In Spanien leiden mindestens 17 Babys am sogenannten „Werwolf-Syndrom“. Das führt zu extrem starken Haarwuchs an Gesicht und an anderen Körperstellen. Ausgelöst wurde das Syndrom durch falsche Medikamente.

Wochenend-Magazin: Markus Brauer (mb)

Madrid - Die Verabreichung eines falschen Medikaments hat in Spanien bei zahlreichen Babys zu ungewöhnlich starkem Haarwuchs am Gesicht, Rücken und an anderen Körperstellen geführt. Mindestens 17 Kinder seien vom sogenannten Werwolf-Syndrom – Hypertrichose – betroffen, berichteten die Zeitung „El País“ und andere Medien unter Berufung auf die zuständigen Behörden und betroffene Eltern.

 

„Mein Sohn bekam überall viele Haare, an der Stirn, an den Backen, an Armen und Beinen, an den Händen. Er hatte die Augenbrauen eines Erwachsenen“, sagt Ángela Selles aus Granada. Ihr Sohn Uriel sei nur sechs Monate alt gewesen, als der ungewöhnlich starke Haarwuchs anfing.

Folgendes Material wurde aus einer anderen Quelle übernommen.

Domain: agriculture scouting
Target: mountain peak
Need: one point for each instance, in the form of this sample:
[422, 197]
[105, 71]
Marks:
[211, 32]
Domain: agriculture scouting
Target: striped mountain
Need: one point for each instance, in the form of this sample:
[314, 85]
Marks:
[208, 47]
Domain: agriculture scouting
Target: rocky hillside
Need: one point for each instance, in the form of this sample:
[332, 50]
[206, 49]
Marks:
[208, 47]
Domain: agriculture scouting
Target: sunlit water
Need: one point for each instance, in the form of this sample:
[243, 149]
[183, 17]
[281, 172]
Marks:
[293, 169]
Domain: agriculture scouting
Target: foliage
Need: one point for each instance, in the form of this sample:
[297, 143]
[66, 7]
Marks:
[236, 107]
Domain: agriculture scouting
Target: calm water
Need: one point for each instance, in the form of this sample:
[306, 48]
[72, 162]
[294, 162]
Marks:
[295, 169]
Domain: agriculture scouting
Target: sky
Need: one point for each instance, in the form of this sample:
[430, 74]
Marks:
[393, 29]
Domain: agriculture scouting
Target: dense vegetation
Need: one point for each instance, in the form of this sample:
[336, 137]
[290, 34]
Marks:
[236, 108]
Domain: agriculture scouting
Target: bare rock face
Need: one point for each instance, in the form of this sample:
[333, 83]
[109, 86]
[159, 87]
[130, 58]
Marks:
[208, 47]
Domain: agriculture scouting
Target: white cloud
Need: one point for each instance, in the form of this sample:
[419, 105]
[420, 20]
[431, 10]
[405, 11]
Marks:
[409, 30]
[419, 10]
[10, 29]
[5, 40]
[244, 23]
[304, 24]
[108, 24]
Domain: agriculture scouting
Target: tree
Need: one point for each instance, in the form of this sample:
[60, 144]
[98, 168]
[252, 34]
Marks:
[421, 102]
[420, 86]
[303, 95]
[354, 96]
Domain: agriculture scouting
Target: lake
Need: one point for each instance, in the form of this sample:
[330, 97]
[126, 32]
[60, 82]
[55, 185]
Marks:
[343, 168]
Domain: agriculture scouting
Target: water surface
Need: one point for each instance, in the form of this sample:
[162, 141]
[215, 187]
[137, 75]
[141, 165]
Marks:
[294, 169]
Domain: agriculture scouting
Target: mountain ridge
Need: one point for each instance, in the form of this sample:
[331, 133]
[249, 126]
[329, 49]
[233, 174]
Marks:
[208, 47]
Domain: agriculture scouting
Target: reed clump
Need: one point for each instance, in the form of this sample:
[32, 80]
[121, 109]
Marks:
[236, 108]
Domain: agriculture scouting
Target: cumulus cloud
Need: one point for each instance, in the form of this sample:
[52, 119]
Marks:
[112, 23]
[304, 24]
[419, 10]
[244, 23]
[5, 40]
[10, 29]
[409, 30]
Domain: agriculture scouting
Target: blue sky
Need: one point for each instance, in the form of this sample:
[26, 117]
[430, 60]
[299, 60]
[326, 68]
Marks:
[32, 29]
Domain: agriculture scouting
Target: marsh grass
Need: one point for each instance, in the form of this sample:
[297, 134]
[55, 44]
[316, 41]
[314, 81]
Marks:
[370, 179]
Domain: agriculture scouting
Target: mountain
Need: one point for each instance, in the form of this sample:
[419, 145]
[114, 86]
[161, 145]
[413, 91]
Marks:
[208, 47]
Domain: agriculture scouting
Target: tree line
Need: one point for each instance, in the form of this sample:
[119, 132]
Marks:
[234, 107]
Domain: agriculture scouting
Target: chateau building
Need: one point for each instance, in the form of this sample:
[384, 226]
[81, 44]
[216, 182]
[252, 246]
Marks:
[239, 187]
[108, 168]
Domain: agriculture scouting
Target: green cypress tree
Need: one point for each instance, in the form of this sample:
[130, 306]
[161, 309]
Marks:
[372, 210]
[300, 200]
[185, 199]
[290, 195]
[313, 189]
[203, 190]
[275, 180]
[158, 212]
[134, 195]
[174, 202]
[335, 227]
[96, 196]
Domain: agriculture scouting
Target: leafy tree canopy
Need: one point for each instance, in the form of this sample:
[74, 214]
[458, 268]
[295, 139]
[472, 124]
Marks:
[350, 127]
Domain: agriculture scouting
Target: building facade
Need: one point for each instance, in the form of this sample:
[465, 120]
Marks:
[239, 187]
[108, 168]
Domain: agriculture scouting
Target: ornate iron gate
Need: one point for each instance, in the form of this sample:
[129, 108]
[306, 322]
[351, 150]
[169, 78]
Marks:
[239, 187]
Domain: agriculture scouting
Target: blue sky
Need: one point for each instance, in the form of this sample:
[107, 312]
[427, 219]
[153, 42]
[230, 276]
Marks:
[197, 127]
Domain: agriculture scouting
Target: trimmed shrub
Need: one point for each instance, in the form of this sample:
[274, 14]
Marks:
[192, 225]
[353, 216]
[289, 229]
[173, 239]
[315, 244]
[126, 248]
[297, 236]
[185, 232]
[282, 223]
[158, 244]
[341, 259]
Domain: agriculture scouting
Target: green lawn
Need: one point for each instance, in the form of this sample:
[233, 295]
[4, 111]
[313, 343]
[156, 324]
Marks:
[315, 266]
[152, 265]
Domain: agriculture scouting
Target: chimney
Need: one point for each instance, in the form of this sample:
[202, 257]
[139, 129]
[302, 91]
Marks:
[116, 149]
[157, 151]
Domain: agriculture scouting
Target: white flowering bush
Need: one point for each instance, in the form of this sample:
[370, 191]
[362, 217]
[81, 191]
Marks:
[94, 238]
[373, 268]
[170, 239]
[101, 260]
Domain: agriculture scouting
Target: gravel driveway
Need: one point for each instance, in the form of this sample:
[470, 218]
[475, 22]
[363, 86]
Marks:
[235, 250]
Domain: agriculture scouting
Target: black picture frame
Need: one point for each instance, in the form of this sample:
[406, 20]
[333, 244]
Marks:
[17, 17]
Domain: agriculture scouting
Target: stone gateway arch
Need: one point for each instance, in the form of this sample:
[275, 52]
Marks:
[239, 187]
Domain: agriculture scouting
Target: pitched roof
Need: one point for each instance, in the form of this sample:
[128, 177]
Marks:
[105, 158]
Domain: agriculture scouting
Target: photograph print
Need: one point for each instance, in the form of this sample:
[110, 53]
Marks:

Blutdruckmedikament führt zu starkem Haarwuchs

Was war passiert? Das Unternehmen Farma-Química Sur habe aufgrund eines internen Fehlers einige Posten des Blutdruckmedikaments Minoxidil, das auch zur Behandlung erblich bedingten Haarausfalls verschrieben wird, als Magen-Darm-Wirkstoff Omeprazol gekennzeichnet und auf den Markt gebracht, erklärten die spanischen Gesundheitsbehörden.

Nachdem der erste Fall im April bekannt geworden war, nahm sich die Arzneimittelbehörde AEMPS der Sache an. Sie kam der Ursache auf den Grund und ordnete Anfang August an, dass alle falsch gekennzeichneten Medikamente vom Markt genommen werden. Die Fabrik von Farma-Química Sur in Málaga wurde zudem wegen „schwerer Nichteinhaltung der Kontrollregeln“ für unbestimmte Zeit geschlossen.

17 Fälle von Werwolf-Syndrom in Spanien

Die 17 bisher bekannten Fälle wurden in den Regionen Kantabrien, Andalusien und Valencia registriert. Es kann allerdings mehr Betroffene geben, denn ungeachtet der seit Monaten laufenden Untersuchungen der Gesundheitsbehörden wurde erst am Dienstag in Granada im Süden des Landes ein weiterer Fall bekannt. Die Staatsanwaltschaft in Kantabrien nahm bereits Ermittlungen auf.

Unter Berufung auf Experten schrieb „El País“: „Es gibt in der wissenschaftlichen Literatur keine Fälle von so kleinen Kindern, die solche Mengen Minoxidil eingenommen haben.“

Betroffene Eltern erklärten gegenüber „El País“, nach Absetzung des falschen Medikaments gehe der Haarwuchs langsam zurück. „Die Haare fallen aber sehr langsam ab, der Arzt meinte, es könne Monate dauern, bis es wieder normal ist“, sagt eine Mutter, die ihrem Baby monatelang unwissentlich das falsche Medikament gegen Sodbrennen gegeben hatte.

Keine dauerhaften Schäden zu befürchten

Auch wenn bei Minoxidil verschiedene Nebenwirkungen auftreten können, müssen sich die Eltern nach Angaben von Behörden und Ärzten im Prinzip keine großen Sorgen wegen dauerhafter Schäden machen. Die Überbehaarung kann durch Gendefekte angeboren sein, was sehr selten vorkommt, aber auch von Medikamenten wie Minoxidil ausgelöst werden.

Die von Hypertrichose betroffenen Personen werden im Volksmund auch „Wolfsmenschen“ genannt. Der Mythos des Werwolfs hängt möglicherweise auch mit dieser Erkrankung zusammen, angeblich auch die Geschichte von der Schönen und dem Biest. Derzeit ist die 19-jährige Thailänderin Supatra Sasupan im Guinness-Buch der Rekorde als das haarigste Mädchen der Welt aufgeführt.